Suzi's Blog

Candied Jalapeno Knots from Cocktails for the Four Seasons


Not that I would ever want to be one, but it is now clear to me that I could not be a heart surgeon. I cannot do knots. I can’t tie my shoes. Heck, I can barely tie candied jalapeno strips.

From Cocktails for the Four Seasons, by Jenny Park and Teri Lyn Fisher, there comes this wonderfully clever idea [actually two ideas, but that become evident below]. To dress up a cocktail, add a tiny candied jalapeno knot. These are barely a half inch across, but I think they have multiple uses. You could dot a cocktail cheese plate with these, top off some gazpacho, … The possibilities are quite diverse.

Tomorrow, you’ll see a cocktail picture with one knot hard at work. Today, it’s all about how to prepare the knots.

There is a side benefit to making the candied strips. You have left over simply syrup in which the jalapeno strips have cooked for an hour. SAVE THE SYRUP. It goes in tomorrow’s drink. It goes in Margaritas [where I was using sugar syrup anyway but now …].

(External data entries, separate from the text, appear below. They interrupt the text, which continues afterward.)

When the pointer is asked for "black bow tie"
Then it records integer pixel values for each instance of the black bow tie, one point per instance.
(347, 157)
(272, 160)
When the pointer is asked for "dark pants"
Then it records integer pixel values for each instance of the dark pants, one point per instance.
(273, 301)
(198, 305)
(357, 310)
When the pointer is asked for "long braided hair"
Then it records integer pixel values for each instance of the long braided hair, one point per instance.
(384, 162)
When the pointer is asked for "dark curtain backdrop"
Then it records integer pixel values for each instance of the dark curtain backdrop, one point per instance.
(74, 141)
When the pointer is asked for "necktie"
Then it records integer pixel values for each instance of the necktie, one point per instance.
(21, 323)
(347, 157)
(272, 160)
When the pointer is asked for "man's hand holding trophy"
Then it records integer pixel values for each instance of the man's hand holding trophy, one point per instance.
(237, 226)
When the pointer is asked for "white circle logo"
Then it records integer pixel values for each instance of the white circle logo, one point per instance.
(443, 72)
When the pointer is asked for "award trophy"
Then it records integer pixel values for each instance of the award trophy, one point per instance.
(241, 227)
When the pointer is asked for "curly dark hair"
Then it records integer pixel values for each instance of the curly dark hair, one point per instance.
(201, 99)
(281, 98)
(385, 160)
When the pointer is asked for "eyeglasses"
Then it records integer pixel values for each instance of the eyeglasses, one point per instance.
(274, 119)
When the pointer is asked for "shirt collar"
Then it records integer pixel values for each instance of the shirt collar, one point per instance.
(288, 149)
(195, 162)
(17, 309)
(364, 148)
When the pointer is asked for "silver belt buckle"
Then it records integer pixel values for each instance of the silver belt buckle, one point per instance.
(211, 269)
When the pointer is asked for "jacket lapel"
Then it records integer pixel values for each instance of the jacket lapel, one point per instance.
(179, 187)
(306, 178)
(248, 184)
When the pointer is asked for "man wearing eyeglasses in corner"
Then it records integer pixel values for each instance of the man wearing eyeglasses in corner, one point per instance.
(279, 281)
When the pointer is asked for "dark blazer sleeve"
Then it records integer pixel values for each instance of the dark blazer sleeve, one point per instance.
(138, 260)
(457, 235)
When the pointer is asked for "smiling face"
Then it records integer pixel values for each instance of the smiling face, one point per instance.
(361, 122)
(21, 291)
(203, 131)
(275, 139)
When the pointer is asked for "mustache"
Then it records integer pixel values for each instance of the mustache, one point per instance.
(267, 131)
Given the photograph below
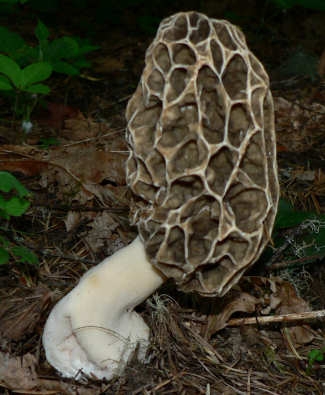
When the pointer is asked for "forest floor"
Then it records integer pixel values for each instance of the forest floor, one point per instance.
(79, 215)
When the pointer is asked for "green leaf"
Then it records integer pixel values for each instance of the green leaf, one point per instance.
(16, 206)
(10, 42)
(25, 255)
(81, 63)
(4, 256)
(41, 31)
(38, 88)
(65, 68)
(4, 241)
(5, 85)
(288, 217)
(10, 69)
(35, 72)
(8, 182)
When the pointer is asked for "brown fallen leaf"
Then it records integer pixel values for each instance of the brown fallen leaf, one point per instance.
(21, 312)
(273, 295)
(19, 375)
(240, 302)
(290, 302)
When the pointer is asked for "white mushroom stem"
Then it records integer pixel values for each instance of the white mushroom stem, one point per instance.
(93, 329)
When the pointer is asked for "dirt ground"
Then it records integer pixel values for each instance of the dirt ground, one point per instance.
(79, 215)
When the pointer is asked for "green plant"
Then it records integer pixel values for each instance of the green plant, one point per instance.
(25, 84)
(13, 203)
(24, 67)
(312, 4)
(308, 239)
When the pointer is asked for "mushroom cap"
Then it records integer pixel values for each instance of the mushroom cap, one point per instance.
(202, 164)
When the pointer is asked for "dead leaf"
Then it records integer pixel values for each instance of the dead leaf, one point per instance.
(18, 374)
(299, 124)
(292, 303)
(240, 302)
(21, 313)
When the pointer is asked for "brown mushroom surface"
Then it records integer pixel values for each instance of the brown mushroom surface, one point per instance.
(202, 162)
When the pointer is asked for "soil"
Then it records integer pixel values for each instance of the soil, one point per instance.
(80, 207)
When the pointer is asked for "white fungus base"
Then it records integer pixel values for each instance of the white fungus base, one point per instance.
(93, 330)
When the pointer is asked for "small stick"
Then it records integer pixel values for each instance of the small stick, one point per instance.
(284, 264)
(306, 316)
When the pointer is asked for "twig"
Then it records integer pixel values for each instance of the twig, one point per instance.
(284, 264)
(306, 316)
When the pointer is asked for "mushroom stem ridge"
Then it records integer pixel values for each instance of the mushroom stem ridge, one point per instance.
(93, 330)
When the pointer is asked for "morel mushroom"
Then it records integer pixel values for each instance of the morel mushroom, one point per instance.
(202, 168)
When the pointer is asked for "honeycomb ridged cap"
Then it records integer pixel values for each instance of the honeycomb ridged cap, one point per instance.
(202, 164)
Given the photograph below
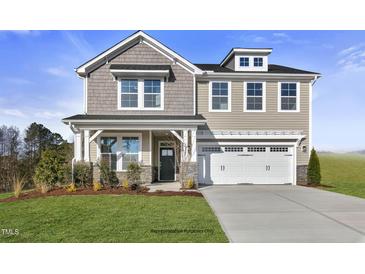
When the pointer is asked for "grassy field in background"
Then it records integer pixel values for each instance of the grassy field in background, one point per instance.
(109, 218)
(343, 173)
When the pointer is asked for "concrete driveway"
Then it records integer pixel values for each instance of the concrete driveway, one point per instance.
(286, 214)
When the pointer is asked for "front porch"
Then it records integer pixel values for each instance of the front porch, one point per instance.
(165, 151)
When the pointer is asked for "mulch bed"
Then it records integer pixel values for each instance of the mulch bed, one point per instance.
(89, 191)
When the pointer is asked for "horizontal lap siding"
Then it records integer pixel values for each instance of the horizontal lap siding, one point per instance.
(145, 146)
(269, 120)
(103, 90)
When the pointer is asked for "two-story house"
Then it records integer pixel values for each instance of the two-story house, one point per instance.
(240, 121)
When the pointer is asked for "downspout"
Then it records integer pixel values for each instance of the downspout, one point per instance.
(73, 159)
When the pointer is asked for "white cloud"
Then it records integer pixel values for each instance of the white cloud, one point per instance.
(352, 58)
(274, 38)
(57, 71)
(49, 114)
(12, 112)
(17, 80)
(77, 40)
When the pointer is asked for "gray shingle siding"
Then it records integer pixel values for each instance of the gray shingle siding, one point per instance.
(102, 89)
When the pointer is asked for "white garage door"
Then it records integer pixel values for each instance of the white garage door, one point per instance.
(245, 164)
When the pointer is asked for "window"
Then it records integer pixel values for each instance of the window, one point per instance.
(108, 151)
(233, 149)
(129, 92)
(288, 97)
(255, 99)
(279, 149)
(152, 93)
(130, 150)
(256, 149)
(220, 96)
(139, 94)
(211, 149)
(244, 62)
(258, 61)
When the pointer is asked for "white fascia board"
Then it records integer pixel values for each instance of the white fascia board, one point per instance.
(138, 35)
(243, 50)
(129, 72)
(199, 122)
(262, 76)
(261, 137)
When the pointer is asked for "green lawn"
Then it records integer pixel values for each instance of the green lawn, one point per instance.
(343, 173)
(106, 218)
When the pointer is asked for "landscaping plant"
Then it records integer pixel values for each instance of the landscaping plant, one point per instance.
(314, 169)
(125, 184)
(71, 187)
(50, 170)
(82, 173)
(18, 184)
(189, 184)
(97, 186)
(108, 176)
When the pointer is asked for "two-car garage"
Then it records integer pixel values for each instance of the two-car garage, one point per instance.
(246, 164)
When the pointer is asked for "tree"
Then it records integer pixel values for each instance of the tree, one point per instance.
(314, 169)
(10, 144)
(37, 139)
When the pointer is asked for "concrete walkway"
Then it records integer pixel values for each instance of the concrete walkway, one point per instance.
(166, 186)
(287, 214)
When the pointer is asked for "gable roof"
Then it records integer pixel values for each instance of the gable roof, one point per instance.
(271, 69)
(131, 40)
(234, 50)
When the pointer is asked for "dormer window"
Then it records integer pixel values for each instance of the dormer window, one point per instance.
(258, 62)
(244, 61)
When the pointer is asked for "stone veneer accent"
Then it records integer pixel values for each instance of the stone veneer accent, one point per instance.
(146, 175)
(302, 175)
(191, 170)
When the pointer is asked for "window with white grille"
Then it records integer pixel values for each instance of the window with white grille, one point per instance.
(279, 149)
(256, 149)
(211, 149)
(233, 149)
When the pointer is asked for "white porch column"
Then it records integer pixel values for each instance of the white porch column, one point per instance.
(86, 145)
(185, 146)
(193, 145)
(77, 146)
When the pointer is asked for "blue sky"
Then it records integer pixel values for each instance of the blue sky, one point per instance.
(38, 83)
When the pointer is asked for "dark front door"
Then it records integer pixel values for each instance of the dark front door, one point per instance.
(167, 164)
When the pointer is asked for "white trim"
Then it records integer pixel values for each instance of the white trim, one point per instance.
(245, 96)
(139, 122)
(194, 95)
(245, 50)
(139, 73)
(140, 94)
(150, 146)
(193, 146)
(85, 94)
(310, 144)
(251, 66)
(297, 96)
(177, 135)
(173, 146)
(291, 144)
(185, 146)
(96, 134)
(253, 137)
(140, 36)
(86, 145)
(78, 146)
(229, 96)
(245, 143)
(119, 136)
(260, 75)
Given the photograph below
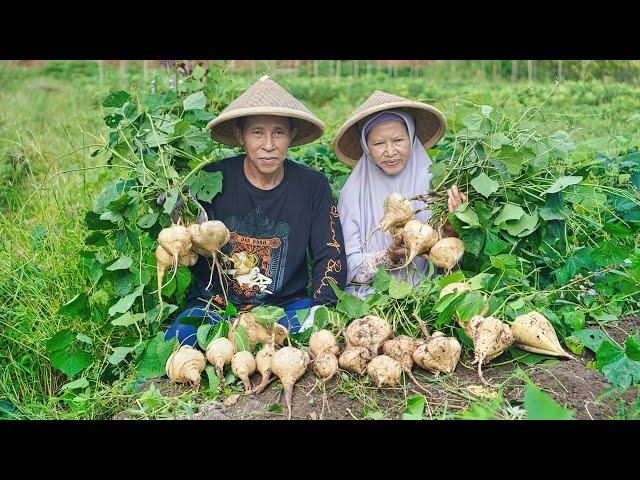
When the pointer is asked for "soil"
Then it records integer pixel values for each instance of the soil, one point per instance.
(572, 383)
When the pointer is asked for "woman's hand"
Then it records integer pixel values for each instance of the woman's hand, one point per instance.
(455, 198)
(396, 251)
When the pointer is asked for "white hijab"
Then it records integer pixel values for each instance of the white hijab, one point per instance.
(362, 199)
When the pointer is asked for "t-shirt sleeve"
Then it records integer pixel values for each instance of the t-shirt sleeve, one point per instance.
(327, 248)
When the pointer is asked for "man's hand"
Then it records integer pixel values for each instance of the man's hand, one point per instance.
(396, 251)
(455, 198)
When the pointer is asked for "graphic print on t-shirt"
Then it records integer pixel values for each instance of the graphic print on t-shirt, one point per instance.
(259, 246)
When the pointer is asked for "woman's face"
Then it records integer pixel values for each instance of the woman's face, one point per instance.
(389, 146)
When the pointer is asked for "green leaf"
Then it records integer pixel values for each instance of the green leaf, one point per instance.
(484, 185)
(241, 339)
(77, 307)
(71, 363)
(268, 314)
(632, 349)
(59, 341)
(148, 220)
(82, 382)
(415, 408)
(128, 319)
(195, 101)
(399, 290)
(509, 212)
(116, 99)
(206, 185)
(126, 302)
(540, 406)
(121, 263)
(119, 354)
(381, 280)
(465, 213)
(154, 359)
(495, 245)
(214, 381)
(562, 183)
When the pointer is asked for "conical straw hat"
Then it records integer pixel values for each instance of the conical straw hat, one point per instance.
(266, 97)
(430, 124)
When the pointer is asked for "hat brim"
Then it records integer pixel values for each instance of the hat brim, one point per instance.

The jalapeno knots have, what else, sweet heat. They are fun. The jalapeno syrup is stronger, hearty, smoky and not to be treated lightly. Any stronger and I suspect you could use it to blast open a safe. But, that’s another post.

Candied Jalapeno Knots

Yield: around 20


  • 2 large jalapeno peppers [the longer the better]
  • 1 cup of water
  • 1 ½ cups granulated sugar


Cut off the ends of the jalapenos, then open them up and removed the ribs and seeds. Thinly slice the strips as best you can. You do want them thin because, ultimately, you are going to have to tie each one in a knot.

Use a shallow pan and pour in the water and sugar. Place over medium heat and stir until the sugar is dissolved.

Lower the heat to medium-low and add the jalapeno strips. Cook for 1 hour.

Preheat an oven to 200°F. Line a baking sheet with aluminum foil.

Remove the strips from the pan with a slotted spoon, allowing to drip dry. Immediately tie each one into a knot. [Note, I found this to be difficult. The strips are hot and sticky, and mine were not terribly long. Do the best you can. I compromised by “folding” instead of actually knotting in many cases.]

Place the knots on the aluminum foil and put them in the oven. All the knots to dry out with oven door slightly ajar for 4 to 6 hours. When dry, really dry, they are not sticky to the touch. And, yes, they will have whitish sugar crystals attached.

Source: Cocktails for the Four Seasons, by Jenny Park and Teri Lyn Fisher

Photo Information [top]: Canon T2i, EFS 60mm Macro Lens, F/2.8, 1/100th second, ISO-800




Cookbook Review: Cocktails for Four Seasons


Peter Pauper Press is a remarkable success story. Founded in 1928, it remains a family owned business publishing an array of books and offering sweet gift ideas.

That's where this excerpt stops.